Note that in a partial order, some elements of S may not be comparable (in the example above, {A} and {B} are not related). If all elements in S are comparable, it’s called a total order (e.g. natural numbers).
Lamport Clocks
a type of logical clock
\(LC(A)\) - the Lamport clock of event A.
- clock condition
if \(A \to B\), then \(LC(A) < LC(B)\).
How do we assign Lamport clocks to events?
every process keeps a counter initialized to 0
on every event on a process, increment process’ counter by 1
when you send a message, include the current counter with the message
when you receive a message, set counter to max(local, recv) + 1
Important
The converse is not necessarily true (i.e. \(LC(A) < LC(B) \lnot \implies A \to B\)).
Even though \(LC(A) < LC(B)\), there is no path from A to B - so there is no guarantee that \(A \to B\).
Specifically, while Lamport clocks are consistent with causality, they do not characterize causaility.
We can use it for it’s contrapositive, though! (\(\lnot LC(A) < LC(B) \implies \lnot A \to B\) - either \(B \to A\) or \(A || B\))
Vector Clocks
While Lamport clocks don’t character causaility, vector clocks do!

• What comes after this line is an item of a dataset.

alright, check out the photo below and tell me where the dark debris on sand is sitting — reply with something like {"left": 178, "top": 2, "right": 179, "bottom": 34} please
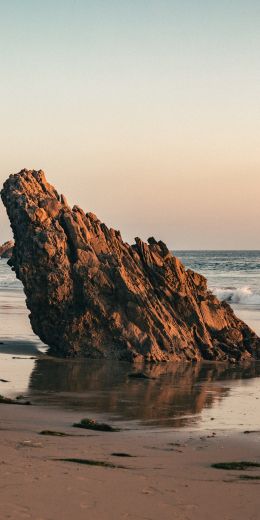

\(A \to B \iff VC(A) < VC(B)\)
Every process keeps a vector of integers initialized to 0 (size = # of processes)
On every event (including receive), a process increments its own position in its vector
When sending a message, a process includes its current vector clock
When receiving a message, a process updates its vector clock to max(local, recv) (element-wise) and increments its position
Note
max() is element-wise: e.g. max([1, 12, 4], [7, 0, 2]) = [7, 12, 4]
Now, say we wanted to find all events that happened before some event A (its causal history):
Notice that all vector clocks of events in A’s causal history are less than or equal to A’s VC! (Similarly, all events that happen after A have VCs greater than or equal to A’s VC.)
Any events that do not satisfy either of these are concurrent with/causally independent of A.
(In the example above, some examples are [0, 3, 3]
and [3, 3, 3]
).